Should Alito and Thomas retire?
Pro-abortion advocates have urged Sotomayor to hang up his robes, raising the notion that there are some elderly members of the conservative majority.
The National Criminal Justice Association (NCJA) said, “Trump's victory will inevitably lead to speculation about what senior Supreme Court justices will do in the coming months and how parties will address vacancies on the high court.'' “It has increased to “.''
Two justices are older than Sotomayor, Clarence Thomas, 76, and Samuel Alito, 74.
Continuation of NCJA:
Two members of the conservative legal movement told The Washington Post last month, speaking on condition of anonymity to discuss sensitive issues, that neither judge is likely to resign during President Trump's term.
However, Trump's top legal adviser, Mike Davis, predicted Alito would retire, the NCJA observed. “Prediction: Justice Sam Alito is happily clearing the floor,” Davis wrote to X. Mr. Davis made headlines yesterday after he warned Special Counsel Jack Smith, the Justice Department prosecutor who is pursuing the case against Mr.

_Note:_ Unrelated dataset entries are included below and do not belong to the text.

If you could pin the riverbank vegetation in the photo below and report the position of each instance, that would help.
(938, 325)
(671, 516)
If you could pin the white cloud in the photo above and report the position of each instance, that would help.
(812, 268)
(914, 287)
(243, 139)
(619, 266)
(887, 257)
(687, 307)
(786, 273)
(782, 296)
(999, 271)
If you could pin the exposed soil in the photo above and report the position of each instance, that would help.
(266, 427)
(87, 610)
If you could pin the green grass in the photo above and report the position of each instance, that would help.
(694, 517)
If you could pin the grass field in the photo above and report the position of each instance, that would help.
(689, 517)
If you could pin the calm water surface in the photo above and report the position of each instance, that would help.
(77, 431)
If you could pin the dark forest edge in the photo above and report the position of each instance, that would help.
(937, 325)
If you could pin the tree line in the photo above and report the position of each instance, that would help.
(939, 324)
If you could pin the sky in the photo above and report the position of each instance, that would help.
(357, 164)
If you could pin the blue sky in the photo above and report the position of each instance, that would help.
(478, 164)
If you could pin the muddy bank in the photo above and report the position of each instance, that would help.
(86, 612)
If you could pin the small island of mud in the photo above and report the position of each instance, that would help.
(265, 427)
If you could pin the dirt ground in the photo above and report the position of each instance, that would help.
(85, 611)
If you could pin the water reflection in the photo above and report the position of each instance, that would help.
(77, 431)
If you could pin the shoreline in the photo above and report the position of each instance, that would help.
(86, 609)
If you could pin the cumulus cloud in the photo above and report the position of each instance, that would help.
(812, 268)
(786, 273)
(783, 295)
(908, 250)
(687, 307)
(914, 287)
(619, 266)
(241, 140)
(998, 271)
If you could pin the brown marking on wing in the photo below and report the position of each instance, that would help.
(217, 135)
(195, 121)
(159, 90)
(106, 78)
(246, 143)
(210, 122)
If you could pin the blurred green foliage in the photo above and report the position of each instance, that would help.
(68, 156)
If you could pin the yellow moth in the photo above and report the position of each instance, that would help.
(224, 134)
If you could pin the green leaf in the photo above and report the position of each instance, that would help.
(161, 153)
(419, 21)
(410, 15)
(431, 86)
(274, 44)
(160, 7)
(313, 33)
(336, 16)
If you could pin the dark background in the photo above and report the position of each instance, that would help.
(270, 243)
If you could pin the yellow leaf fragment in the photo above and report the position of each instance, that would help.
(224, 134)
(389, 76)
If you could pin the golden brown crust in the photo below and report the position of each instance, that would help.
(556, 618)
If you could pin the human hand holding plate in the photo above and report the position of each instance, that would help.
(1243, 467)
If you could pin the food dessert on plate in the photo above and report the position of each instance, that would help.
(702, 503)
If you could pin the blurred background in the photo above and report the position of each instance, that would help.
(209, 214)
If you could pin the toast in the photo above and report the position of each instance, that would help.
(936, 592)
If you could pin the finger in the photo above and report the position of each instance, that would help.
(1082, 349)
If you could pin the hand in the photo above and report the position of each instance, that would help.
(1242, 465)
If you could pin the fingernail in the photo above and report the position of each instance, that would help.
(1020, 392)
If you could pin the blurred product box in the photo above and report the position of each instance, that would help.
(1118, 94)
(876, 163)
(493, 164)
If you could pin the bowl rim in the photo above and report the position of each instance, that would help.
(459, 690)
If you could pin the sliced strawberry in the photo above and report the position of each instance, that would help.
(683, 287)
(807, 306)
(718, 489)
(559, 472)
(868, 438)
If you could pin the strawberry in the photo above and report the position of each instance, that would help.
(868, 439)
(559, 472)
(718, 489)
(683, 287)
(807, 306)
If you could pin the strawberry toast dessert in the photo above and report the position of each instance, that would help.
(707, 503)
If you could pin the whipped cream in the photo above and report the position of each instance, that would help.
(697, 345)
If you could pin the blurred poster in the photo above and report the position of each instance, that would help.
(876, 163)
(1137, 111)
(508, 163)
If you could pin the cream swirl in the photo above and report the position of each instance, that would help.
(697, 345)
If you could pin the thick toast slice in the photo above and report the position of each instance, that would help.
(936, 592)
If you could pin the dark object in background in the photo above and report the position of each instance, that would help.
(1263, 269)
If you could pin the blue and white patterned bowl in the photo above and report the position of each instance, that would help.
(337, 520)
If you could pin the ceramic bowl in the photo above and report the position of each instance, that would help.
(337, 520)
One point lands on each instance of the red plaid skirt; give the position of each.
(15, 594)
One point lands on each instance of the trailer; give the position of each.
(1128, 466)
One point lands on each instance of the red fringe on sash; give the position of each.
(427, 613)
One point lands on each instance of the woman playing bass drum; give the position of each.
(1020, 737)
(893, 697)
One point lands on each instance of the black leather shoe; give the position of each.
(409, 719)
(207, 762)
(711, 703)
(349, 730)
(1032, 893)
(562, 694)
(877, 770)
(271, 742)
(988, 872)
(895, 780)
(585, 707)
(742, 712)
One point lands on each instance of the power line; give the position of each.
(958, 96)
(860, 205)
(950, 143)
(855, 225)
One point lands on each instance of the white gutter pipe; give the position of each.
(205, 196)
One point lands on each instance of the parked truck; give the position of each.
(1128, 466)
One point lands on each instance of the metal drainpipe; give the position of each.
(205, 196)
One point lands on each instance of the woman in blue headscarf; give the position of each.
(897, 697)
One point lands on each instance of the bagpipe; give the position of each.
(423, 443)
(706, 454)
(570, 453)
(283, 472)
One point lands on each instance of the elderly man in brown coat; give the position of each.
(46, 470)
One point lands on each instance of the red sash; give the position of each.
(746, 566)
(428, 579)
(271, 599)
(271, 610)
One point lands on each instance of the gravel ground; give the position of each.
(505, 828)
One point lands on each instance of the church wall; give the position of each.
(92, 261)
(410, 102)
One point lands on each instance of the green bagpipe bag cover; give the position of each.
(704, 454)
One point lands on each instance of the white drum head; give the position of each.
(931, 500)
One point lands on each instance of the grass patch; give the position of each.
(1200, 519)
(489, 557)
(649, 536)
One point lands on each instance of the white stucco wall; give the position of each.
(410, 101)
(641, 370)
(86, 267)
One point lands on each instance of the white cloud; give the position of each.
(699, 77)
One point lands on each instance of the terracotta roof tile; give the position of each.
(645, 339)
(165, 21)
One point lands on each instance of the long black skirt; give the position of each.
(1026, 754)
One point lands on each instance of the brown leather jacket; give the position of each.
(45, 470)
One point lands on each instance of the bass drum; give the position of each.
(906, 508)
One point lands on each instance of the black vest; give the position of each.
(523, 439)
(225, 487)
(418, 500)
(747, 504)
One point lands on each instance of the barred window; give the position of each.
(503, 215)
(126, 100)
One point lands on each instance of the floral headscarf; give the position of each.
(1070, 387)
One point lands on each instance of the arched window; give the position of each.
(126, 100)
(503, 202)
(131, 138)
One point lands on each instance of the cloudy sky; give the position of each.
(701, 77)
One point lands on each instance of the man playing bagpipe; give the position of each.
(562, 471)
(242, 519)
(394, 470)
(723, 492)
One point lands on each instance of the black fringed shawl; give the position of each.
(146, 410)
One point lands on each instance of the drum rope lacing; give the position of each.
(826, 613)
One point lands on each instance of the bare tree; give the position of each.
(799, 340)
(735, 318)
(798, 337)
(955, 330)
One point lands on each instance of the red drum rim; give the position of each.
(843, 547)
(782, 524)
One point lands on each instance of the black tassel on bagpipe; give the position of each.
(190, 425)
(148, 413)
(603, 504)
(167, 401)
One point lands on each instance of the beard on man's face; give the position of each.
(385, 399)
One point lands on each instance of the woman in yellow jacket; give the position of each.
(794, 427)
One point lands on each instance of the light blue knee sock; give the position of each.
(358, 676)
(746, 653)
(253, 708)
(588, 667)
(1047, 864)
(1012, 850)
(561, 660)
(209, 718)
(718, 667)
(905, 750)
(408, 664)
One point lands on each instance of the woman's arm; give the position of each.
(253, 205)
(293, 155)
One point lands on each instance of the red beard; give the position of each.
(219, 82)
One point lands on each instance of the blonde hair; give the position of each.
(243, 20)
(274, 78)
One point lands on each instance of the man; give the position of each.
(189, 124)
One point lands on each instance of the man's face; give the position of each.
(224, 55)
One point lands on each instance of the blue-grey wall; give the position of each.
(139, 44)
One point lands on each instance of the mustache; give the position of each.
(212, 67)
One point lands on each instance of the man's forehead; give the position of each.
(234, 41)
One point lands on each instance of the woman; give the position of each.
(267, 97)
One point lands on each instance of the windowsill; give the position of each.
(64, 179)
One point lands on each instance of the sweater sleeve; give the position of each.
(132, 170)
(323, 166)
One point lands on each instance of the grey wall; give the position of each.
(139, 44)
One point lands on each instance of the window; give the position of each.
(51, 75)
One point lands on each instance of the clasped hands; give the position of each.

Trump, that he would soon resign or be fired. , to “Lawyer Up.”
Continuation of NCJA:
The new vacancy would give Mr. Trump (who also appointed Justices Neil M. Gorsuch and Brett M. Kavanaugh during his first term) an outsize impression on the court. If at least two justices resign during his second term, he could boast of appointing a majority of the justices currently in office, more than any president since Franklin D. Roosevelt.
Conversely, Davis may have told Alito to retire. In any case, given the treatment he has received recently, no one would be surprised if the judge retires.
In May, Trump-hating media outlets argued that Alito was an unethical and corrupt judge who was unable to govern fairly because conservative donors paid for his leave. But what's worse is that his wife is a patriot. During an argument with her neighbor after a fraudulent election in 2020, she hung an upside-down American flag at his home. Also, the Revolutionary War's “Appeal to Heaven” flag was flown at his beach house. Ominously, the New York Times noted that the flag was flown during a mostly peaceful protest at the U.S. Capitol on January 6, 2021.
Alito may think the job isn't worth the trouble and that with President Trump in office, now is the right time to retire.
Will it work?
That possibility aside, abortion advocates who criticized Ginsburg for not retiring during Obama's term forgot one thing. Even if she had retired, Republican senators could have blocked her replacement, just as they blocked Garland's elevation to the court. Similarly, the laws, court decisions, and public policies of Roe and others on the far left would have been doomed had she been removed. President Trump appointed two key justices, Neil Gorsuch and Brett Kavanaugh, long before the court handed down its Dobbs decision in 2022.
Therefore, even if Ginsburg had been replaced, the ruling would have been 5-4 instead of 6-3.